By Eveline Danubrata
JAKARTA (Reuters) – An Indonesian affiliate of global accounting firm Ernst & Young (EY) [ERNY.UL] has agreed to pay a fine of $1 million after the U.S. audit regulator labeled lapses in its checks of a client’s books “audit failure”.
The settlement, announced on Thursday by the Public Company Accounting Oversight Board (PCAOB), is the culmination of the latest incident that has raised concern about whether major accounting firms can police affiliates in emerging markets.
Just two months ago, the Brazilian unit of Deloitte & Touche LLP [DLTE.UL] agreed to pay a PCAOB fine of $8 million to settle civil charges that it issued and tried to cover up false audit reports.
In the case of EY, the regulator said an Indonesian member of EY’s global network, KAP Purwantono, Suherman & Surja, released an audit report of an Indonesian telecommunications firm in 2011 featuring opinions based on insufficient evidence. (http://bit.ly/2kOe0Ne)

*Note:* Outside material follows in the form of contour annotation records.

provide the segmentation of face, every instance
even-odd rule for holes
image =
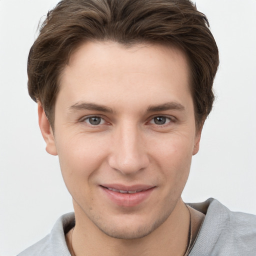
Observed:
[[[186,56],[175,48],[88,42],[73,54],[54,134],[42,108],[40,122],[77,223],[132,238],[170,218],[200,138],[189,81]]]

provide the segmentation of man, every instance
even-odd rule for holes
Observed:
[[[20,255],[254,255],[255,216],[181,198],[218,64],[186,0],[64,0],[49,12],[28,90],[74,216]]]

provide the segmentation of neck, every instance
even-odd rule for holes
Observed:
[[[76,226],[66,236],[72,256],[183,256],[185,254],[190,216],[181,198],[163,224],[148,236],[136,239],[110,237],[85,218],[79,210],[76,210],[78,209],[74,208]]]

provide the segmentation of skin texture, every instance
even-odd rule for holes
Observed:
[[[46,150],[58,155],[73,198],[76,256],[184,254],[180,196],[200,136],[189,82],[177,48],[86,42],[60,78],[54,134],[38,104]],[[122,194],[118,204],[106,184],[151,190],[138,204]]]

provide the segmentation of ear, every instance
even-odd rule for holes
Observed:
[[[196,132],[196,136],[194,137],[194,144],[193,150],[193,156],[194,156],[199,151],[200,144],[200,140],[201,139],[201,134],[202,132],[202,126],[198,128]]]
[[[57,156],[52,129],[40,102],[38,102],[38,119],[41,132],[46,142],[46,152],[52,156]]]

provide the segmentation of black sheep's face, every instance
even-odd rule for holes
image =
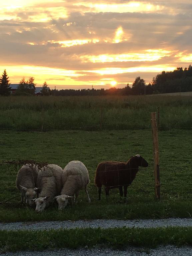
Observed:
[[[147,167],[148,163],[140,155],[136,155],[134,157],[136,158],[137,162],[138,163],[138,165],[139,166]]]

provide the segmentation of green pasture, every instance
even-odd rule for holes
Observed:
[[[62,168],[79,160],[89,171],[90,204],[84,191],[73,207],[59,212],[56,204],[40,214],[20,204],[20,198],[0,204],[0,221],[96,218],[128,219],[189,217],[192,215],[191,130],[172,129],[159,133],[161,200],[154,198],[153,153],[150,129],[86,131],[0,131],[0,160],[33,160]],[[107,201],[104,190],[100,201],[94,183],[101,161],[126,161],[139,154],[149,163],[128,188],[128,201],[121,200],[118,189],[111,190]],[[0,165],[0,202],[19,195],[15,182],[19,167]]]
[[[149,129],[158,107],[161,130],[192,128],[191,96],[1,97],[0,103],[0,130]]]
[[[0,231],[0,252],[89,248],[94,246],[123,249],[127,246],[142,246],[141,251],[147,251],[147,248],[168,244],[191,246],[192,231],[191,227]]]

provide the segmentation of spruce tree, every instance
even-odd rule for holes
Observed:
[[[49,91],[48,90],[47,85],[48,85],[47,83],[47,82],[45,81],[43,84],[43,89],[41,91],[43,95],[48,96],[49,95]]]
[[[5,69],[4,70],[2,76],[0,78],[0,95],[8,96],[11,93],[10,83]]]

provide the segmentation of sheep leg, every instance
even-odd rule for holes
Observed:
[[[119,193],[121,197],[122,197],[123,196],[123,187],[122,186],[120,186],[119,188]]]
[[[125,199],[126,200],[127,199],[127,186],[124,186],[124,196],[125,197]]]
[[[99,200],[101,200],[101,188],[99,188],[98,189],[98,192],[99,193]]]
[[[75,192],[75,198],[74,197],[74,201],[75,203],[77,203],[77,197],[79,195],[79,190],[78,190]]]
[[[85,191],[86,194],[87,195],[87,199],[88,200],[88,202],[89,203],[91,203],[91,199],[90,199],[90,198],[89,197],[89,194],[88,194],[88,191],[87,190],[87,186],[85,186]]]
[[[21,203],[23,204],[24,202],[24,196],[22,194],[21,195]]]
[[[107,200],[108,200],[108,198],[109,198],[109,188],[107,187],[106,187],[105,188],[105,194],[106,194],[106,198],[107,198]]]

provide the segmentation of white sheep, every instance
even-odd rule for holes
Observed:
[[[37,179],[39,170],[34,165],[26,164],[22,166],[17,173],[16,187],[21,192],[21,203],[25,203],[32,206],[38,190],[36,187]]]
[[[76,201],[81,189],[85,189],[88,202],[91,202],[87,190],[87,185],[89,182],[89,173],[83,163],[78,161],[69,163],[63,169],[62,181],[63,187],[61,195],[55,197],[59,205],[59,210],[65,208],[69,199],[72,197],[74,198],[75,195]]]
[[[55,196],[60,193],[62,172],[62,168],[56,164],[49,164],[41,168],[37,181],[41,190],[38,198],[34,199],[36,211],[42,211],[54,201]]]

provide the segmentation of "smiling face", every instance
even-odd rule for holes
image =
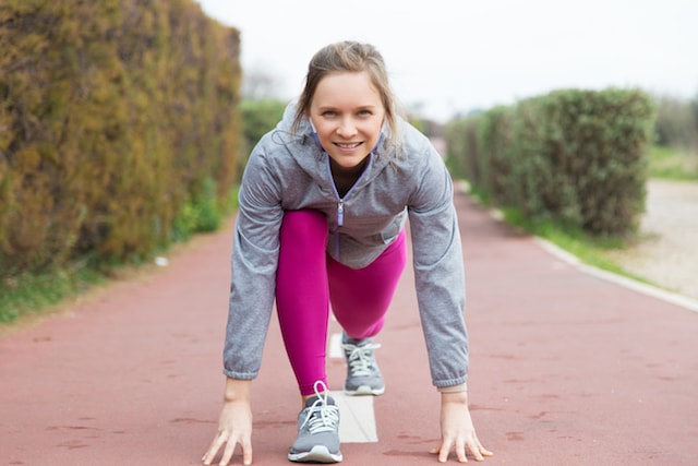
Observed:
[[[366,72],[323,77],[310,105],[320,143],[336,166],[359,166],[377,144],[385,108]]]

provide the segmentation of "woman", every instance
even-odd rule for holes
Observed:
[[[374,337],[405,267],[410,222],[420,316],[433,384],[441,392],[445,462],[476,459],[467,396],[465,278],[453,184],[426,138],[395,113],[381,55],[342,41],[311,60],[305,87],[245,167],[232,252],[232,284],[219,428],[203,457],[239,443],[252,462],[251,380],[276,299],[286,350],[302,397],[294,462],[336,463],[339,410],[327,391],[329,306],[344,328],[348,395],[380,395]]]

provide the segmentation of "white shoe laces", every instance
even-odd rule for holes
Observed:
[[[341,345],[349,353],[348,362],[349,370],[353,377],[371,375],[375,359],[373,350],[381,347],[377,343],[369,343],[365,345],[352,345],[345,343]]]
[[[322,390],[318,387],[322,387]],[[327,404],[329,392],[323,381],[318,380],[315,382],[314,390],[317,399],[309,406],[308,415],[301,425],[301,429],[308,425],[310,433],[335,431],[339,423],[339,408],[335,405]],[[320,416],[313,416],[315,413],[320,413]]]

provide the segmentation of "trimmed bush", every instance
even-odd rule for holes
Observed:
[[[645,208],[653,118],[641,91],[556,91],[452,123],[448,145],[462,147],[453,156],[494,205],[623,236]]]
[[[239,44],[191,0],[3,1],[0,278],[147,256],[227,200]]]

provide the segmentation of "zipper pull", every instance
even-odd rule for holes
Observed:
[[[345,224],[345,201],[339,200],[337,204],[337,226],[342,226]]]

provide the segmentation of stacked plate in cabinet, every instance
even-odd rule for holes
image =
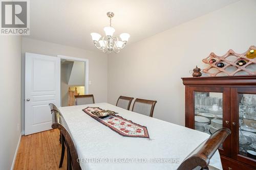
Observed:
[[[215,117],[215,115],[214,114],[208,113],[200,113],[198,114],[198,115],[205,117],[210,120]]]
[[[222,128],[222,119],[213,119],[210,120],[210,132],[214,133],[218,129]]]
[[[204,132],[204,127],[209,122],[210,122],[210,120],[208,118],[201,116],[195,116],[195,129],[199,131]]]

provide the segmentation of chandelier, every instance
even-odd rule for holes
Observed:
[[[114,17],[114,13],[109,12],[106,13],[108,17],[110,18],[110,27],[104,28],[104,31],[106,34],[105,36],[101,38],[100,34],[96,33],[91,33],[92,39],[94,43],[94,46],[99,50],[102,50],[104,53],[111,53],[114,51],[118,53],[125,46],[127,41],[130,38],[130,34],[127,33],[122,33],[119,35],[121,41],[119,40],[118,37],[113,36],[115,30],[111,26],[111,18]]]

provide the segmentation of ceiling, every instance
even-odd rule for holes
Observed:
[[[115,13],[114,35],[136,42],[238,0],[31,0],[29,38],[98,51],[90,33],[103,35]]]

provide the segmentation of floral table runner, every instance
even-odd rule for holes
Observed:
[[[99,107],[88,107],[82,110],[97,121],[122,136],[150,138],[147,130],[145,126],[137,124],[116,115],[98,117],[92,112],[102,110]]]

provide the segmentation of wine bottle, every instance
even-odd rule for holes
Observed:
[[[209,62],[211,64],[212,64],[214,62],[216,62],[216,60],[215,60],[214,58],[211,59],[210,60],[209,60]]]
[[[237,65],[242,66],[246,64],[246,61],[244,60],[239,60],[237,62]]]
[[[254,50],[250,50],[247,54],[246,57],[248,58],[254,58],[256,57],[256,52]]]
[[[225,64],[223,63],[219,62],[217,64],[217,67],[223,67],[225,66]]]

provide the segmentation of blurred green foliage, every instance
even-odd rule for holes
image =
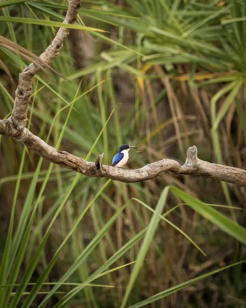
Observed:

A U.S.-based EY partner who reviewed the audit had raised concerns that the telecommunications firm had not provided enough support for the accounting of over 4,000 leases for space in its cellular towers.
The affiliate nevertheless released an unqualified audit opinion, the PCAOB said.
The regulator also said that shortly before it inspected the audit in 2012, the affiliate “improperly” created dozens of new audit work which hampered the inspection.
The PCAOB subsequently imposed a $1 million civil penalty on the affiliate and sanctioned two individuals: 2011 engagement partner Roy Iman Wirahardja and James Randall Leali, a former professional practice director for EY across the Asia-Pacific.
“In their haste to issue audit reports for their client, the firm and two partners shirked their fundamental duty to obtain sufficient audit evidence,” said Claudius B. Modesti, director of the PCAOB Division of Enforcement and Investigations.
Wirahardja – who has since left the affiliate – and Leali neither admitted nor denied the issues raised by PCAOB, the regulator said.
EY, in an emailed statement, said conduct at the center of the issue went against its global code.
“Since the events in this matter, we have continued to strengthen the rigor in our global audit processes and policies.”